From Bugzilla Helper: User-Agent: Mozilla/5.0 (X11; U; Linux i686; en-US; rv:1.8.1.12) Gecko/20080208 Fedora/2.0.0.12-1.fc8 Firefox/2.0.0.12 Description of problem: clvmd will fail to start when a node was fenced off from cluster. node started back up, but clvmd failed to start. The status says it is running, but none of the lvm commands will work. segfaults are created when running pvs and none of the cluster volumes are activated. Feb 27 15:55:34 blade112 kernel: pvs[12756]: segfault at 0000000000000000 rip 00000000004443e4 rsp 0000007fbfffd778 error 4 If the "vgscan" line is commented out from /etc/init.d/clvmd, then everything is activated and mounted correctly for gfs. --sbradley Version-Release number of selected component (if applicable): cman-1.0.17-0-x86_64 How reproducible: Always Steps to Reproduce: 1. start ccsd, cman, fenced 2. start clvmd Actual Results: node should join cluster. clvmd should start, vgscan, and then activate all clustered volumes found. Expected Results: clvmd will hang on starting and lvm commands will fail. clustered volume groups will not be activated and cannot be mounted. Additional info: Removing the vgscan from the /etc/init.d/clvmd script will allow the node to run clvmd correctly. however, subsequents vgscan I believe will fail.
Can we have debugging information from clvmd (running clvmd -d and capture stderr) when the vgscan and failing commands are run please ? Ideally annotated so we can see which logs parts related to which commands), and also the result of running the commands with -vvvvv (eg pvs -vvvvvvv). If the commands are segfaulting then it would also be useful to install the debug packages and get a gdb traceback of the failure too.
Created attachment 296619 [details] Information requested from eng.
It's waiting for the DLM. Looking at the clvmd log I would guess that it's stuck in a dlm_write so that the dlm hasn't responded to the locking request at all, and the kill hasn't caused the write to return.
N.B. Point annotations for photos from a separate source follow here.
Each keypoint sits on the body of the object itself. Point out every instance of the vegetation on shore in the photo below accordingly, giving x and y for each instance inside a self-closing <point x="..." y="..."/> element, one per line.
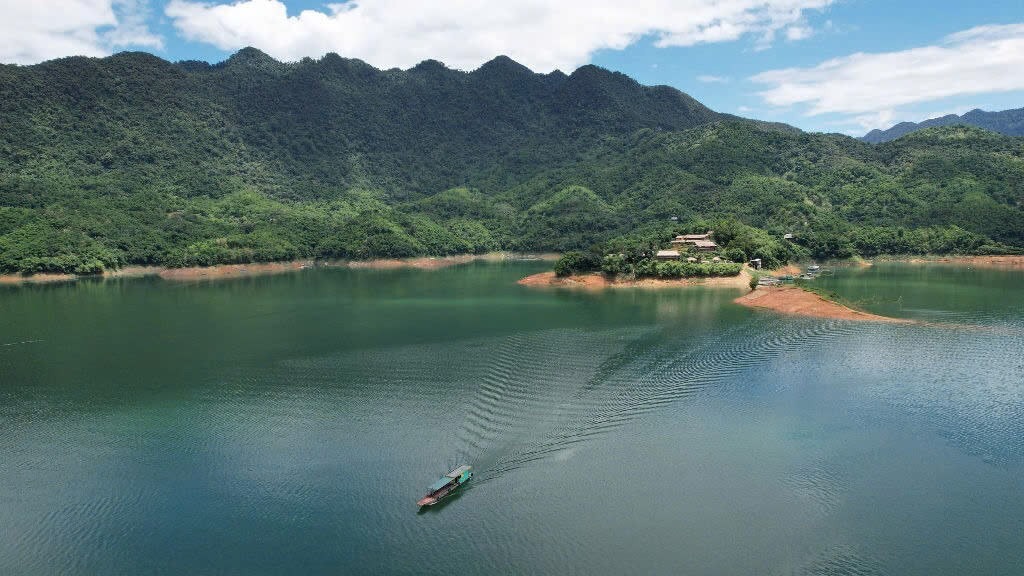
<point x="133" y="160"/>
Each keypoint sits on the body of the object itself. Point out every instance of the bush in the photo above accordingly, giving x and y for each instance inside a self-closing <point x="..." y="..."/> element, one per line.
<point x="576" y="262"/>
<point x="735" y="255"/>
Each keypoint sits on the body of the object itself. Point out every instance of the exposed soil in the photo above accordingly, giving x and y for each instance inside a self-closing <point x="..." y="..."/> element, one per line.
<point x="600" y="282"/>
<point x="794" y="300"/>
<point x="999" y="262"/>
<point x="442" y="261"/>
<point x="36" y="278"/>
<point x="232" y="271"/>
<point x="262" y="269"/>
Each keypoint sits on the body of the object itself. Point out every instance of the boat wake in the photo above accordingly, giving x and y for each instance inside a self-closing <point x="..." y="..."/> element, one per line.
<point x="546" y="393"/>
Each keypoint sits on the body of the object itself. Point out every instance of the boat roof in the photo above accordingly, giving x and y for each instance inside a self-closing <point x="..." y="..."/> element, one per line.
<point x="440" y="484"/>
<point x="459" y="471"/>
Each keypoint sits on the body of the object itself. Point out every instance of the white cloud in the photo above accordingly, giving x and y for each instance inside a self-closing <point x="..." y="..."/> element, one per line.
<point x="795" y="33"/>
<point x="33" y="31"/>
<point x="541" y="34"/>
<point x="869" y="88"/>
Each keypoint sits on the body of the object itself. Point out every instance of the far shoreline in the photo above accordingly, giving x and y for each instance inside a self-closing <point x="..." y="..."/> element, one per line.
<point x="219" y="272"/>
<point x="794" y="300"/>
<point x="597" y="281"/>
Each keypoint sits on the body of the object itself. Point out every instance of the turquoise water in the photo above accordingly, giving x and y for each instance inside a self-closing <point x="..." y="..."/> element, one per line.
<point x="288" y="424"/>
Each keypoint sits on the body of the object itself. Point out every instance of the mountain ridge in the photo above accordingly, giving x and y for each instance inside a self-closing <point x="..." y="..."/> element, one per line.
<point x="131" y="159"/>
<point x="1007" y="122"/>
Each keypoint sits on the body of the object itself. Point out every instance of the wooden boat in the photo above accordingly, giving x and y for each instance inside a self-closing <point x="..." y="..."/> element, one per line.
<point x="446" y="485"/>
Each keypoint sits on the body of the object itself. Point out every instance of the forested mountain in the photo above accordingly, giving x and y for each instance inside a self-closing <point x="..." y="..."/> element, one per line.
<point x="131" y="159"/>
<point x="1008" y="122"/>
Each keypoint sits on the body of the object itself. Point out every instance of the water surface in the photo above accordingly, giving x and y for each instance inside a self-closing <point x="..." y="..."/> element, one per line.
<point x="289" y="423"/>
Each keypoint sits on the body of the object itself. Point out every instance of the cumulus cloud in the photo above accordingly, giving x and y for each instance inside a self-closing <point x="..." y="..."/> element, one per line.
<point x="869" y="88"/>
<point x="32" y="31"/>
<point x="541" y="34"/>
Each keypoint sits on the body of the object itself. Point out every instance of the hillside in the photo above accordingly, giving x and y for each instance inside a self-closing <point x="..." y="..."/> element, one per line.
<point x="131" y="159"/>
<point x="1007" y="122"/>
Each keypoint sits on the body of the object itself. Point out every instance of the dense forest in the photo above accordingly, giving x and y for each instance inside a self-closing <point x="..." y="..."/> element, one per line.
<point x="131" y="159"/>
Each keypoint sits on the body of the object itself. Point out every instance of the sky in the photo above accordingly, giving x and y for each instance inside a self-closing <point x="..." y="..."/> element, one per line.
<point x="835" y="66"/>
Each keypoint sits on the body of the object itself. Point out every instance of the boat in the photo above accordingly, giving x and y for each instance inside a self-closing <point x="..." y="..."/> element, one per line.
<point x="446" y="485"/>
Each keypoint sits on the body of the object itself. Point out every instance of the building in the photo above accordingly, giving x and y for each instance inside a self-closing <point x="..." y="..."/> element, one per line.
<point x="696" y="240"/>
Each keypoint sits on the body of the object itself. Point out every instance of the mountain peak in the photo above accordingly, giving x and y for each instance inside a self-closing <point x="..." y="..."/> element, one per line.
<point x="503" y="66"/>
<point x="1007" y="122"/>
<point x="251" y="57"/>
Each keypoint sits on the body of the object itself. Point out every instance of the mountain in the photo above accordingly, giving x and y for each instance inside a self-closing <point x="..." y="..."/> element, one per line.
<point x="131" y="159"/>
<point x="1009" y="122"/>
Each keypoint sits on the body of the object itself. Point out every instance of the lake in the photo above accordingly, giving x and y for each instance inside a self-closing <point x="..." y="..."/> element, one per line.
<point x="289" y="423"/>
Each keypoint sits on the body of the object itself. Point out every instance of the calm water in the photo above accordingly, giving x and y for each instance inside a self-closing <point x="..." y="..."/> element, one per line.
<point x="288" y="424"/>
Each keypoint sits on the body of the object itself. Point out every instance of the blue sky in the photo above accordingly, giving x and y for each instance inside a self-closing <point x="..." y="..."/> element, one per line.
<point x="843" y="66"/>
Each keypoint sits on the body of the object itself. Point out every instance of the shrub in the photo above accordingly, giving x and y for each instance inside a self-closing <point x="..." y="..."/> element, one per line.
<point x="576" y="262"/>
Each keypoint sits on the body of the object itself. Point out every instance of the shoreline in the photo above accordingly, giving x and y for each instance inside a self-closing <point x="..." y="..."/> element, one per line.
<point x="994" y="262"/>
<point x="219" y="272"/>
<point x="596" y="281"/>
<point x="794" y="300"/>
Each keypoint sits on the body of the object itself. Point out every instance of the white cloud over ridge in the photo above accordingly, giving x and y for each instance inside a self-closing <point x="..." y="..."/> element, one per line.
<point x="464" y="34"/>
<point x="33" y="31"/>
<point x="869" y="88"/>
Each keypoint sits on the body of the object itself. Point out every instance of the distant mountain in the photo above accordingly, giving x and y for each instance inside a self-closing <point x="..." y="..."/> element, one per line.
<point x="132" y="159"/>
<point x="1008" y="122"/>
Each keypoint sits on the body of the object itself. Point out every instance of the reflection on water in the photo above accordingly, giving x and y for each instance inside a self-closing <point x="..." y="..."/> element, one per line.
<point x="290" y="423"/>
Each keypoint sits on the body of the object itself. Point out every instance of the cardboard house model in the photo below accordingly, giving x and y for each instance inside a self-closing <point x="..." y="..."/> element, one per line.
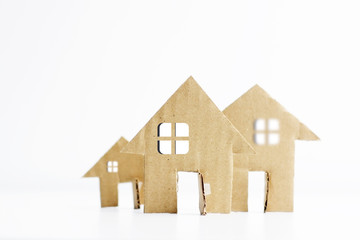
<point x="189" y="133"/>
<point x="116" y="167"/>
<point x="272" y="131"/>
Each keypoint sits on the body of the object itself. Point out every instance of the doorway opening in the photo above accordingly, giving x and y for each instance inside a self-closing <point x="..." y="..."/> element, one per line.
<point x="125" y="191"/>
<point x="189" y="191"/>
<point x="257" y="191"/>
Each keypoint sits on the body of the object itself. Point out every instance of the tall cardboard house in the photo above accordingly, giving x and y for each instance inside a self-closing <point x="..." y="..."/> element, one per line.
<point x="272" y="131"/>
<point x="116" y="167"/>
<point x="189" y="133"/>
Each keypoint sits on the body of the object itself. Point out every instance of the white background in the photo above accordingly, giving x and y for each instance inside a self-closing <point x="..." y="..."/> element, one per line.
<point x="77" y="75"/>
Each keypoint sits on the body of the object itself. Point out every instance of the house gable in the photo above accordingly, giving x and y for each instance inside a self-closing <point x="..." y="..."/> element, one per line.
<point x="98" y="169"/>
<point x="188" y="101"/>
<point x="257" y="104"/>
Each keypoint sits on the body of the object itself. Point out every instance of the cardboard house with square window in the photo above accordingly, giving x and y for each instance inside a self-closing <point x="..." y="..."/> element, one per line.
<point x="189" y="133"/>
<point x="116" y="167"/>
<point x="272" y="131"/>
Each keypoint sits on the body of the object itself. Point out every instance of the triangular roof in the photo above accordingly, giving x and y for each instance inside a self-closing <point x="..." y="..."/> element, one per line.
<point x="258" y="95"/>
<point x="187" y="91"/>
<point x="96" y="170"/>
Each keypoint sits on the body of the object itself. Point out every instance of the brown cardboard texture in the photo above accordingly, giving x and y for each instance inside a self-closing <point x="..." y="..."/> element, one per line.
<point x="189" y="133"/>
<point x="116" y="167"/>
<point x="272" y="131"/>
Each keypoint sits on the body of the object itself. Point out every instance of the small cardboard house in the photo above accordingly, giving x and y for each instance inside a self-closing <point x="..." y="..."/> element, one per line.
<point x="116" y="167"/>
<point x="189" y="133"/>
<point x="272" y="131"/>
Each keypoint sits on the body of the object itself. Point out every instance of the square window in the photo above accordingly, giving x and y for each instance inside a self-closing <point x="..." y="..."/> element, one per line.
<point x="181" y="147"/>
<point x="259" y="125"/>
<point x="273" y="124"/>
<point x="181" y="130"/>
<point x="273" y="138"/>
<point x="164" y="147"/>
<point x="259" y="138"/>
<point x="164" y="130"/>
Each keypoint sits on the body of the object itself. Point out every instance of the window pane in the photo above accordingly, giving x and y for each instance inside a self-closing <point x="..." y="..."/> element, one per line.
<point x="164" y="130"/>
<point x="273" y="124"/>
<point x="259" y="125"/>
<point x="164" y="147"/>
<point x="181" y="130"/>
<point x="274" y="138"/>
<point x="259" y="138"/>
<point x="181" y="147"/>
That, in turn causes the main loop to hang waiting for the child thread to complete and prevents further activity in clvmd. There are no obvious anomalies in the DLM log, it seems to be running and finished recovery. There are some odd "clvmd lockspace already in use" messages then I can't account for; I doubt they are a cause but they shouldn't be there, it might be an indication of mixed-up lockspace device nodes. The next thing to get, if possible is a sysrq-T - that should tell us where the dlm is waiting and which kernel locks are being held.
Created attachment 296752 [details] sysrq output
Created attachment 296753 [details] sysrq output 2
There are a lot of processes in find_extend_vma (including clvmd) which might point to an out-of-memory problem. Looking in /proc/slabinfo, nothing leaps out as particularly bad though.
I hit something like this on our ppc cluster, but while running GULM. All four nodes were coming up at the same time. The three GULM servers hung for a while in clvmd startup. Two of the three nodes eventually became unstuck. I don't think the last node will become unstuck because it doesn't have any outstanding locks in gulm, nor is waiting for any locks. It does have one vgscan process still running.
Created attachment 297921 [details] Patch for testing This bug looks very similar to bz#435491 (the clvmd bits, not the networking issues). Looking at the reproduction we got (comment 47) I think I spotted a race in clvmd. If you're up to making another test RPM this might be worth a go. It includes the non-blocking patch too as I still think that's a good idea.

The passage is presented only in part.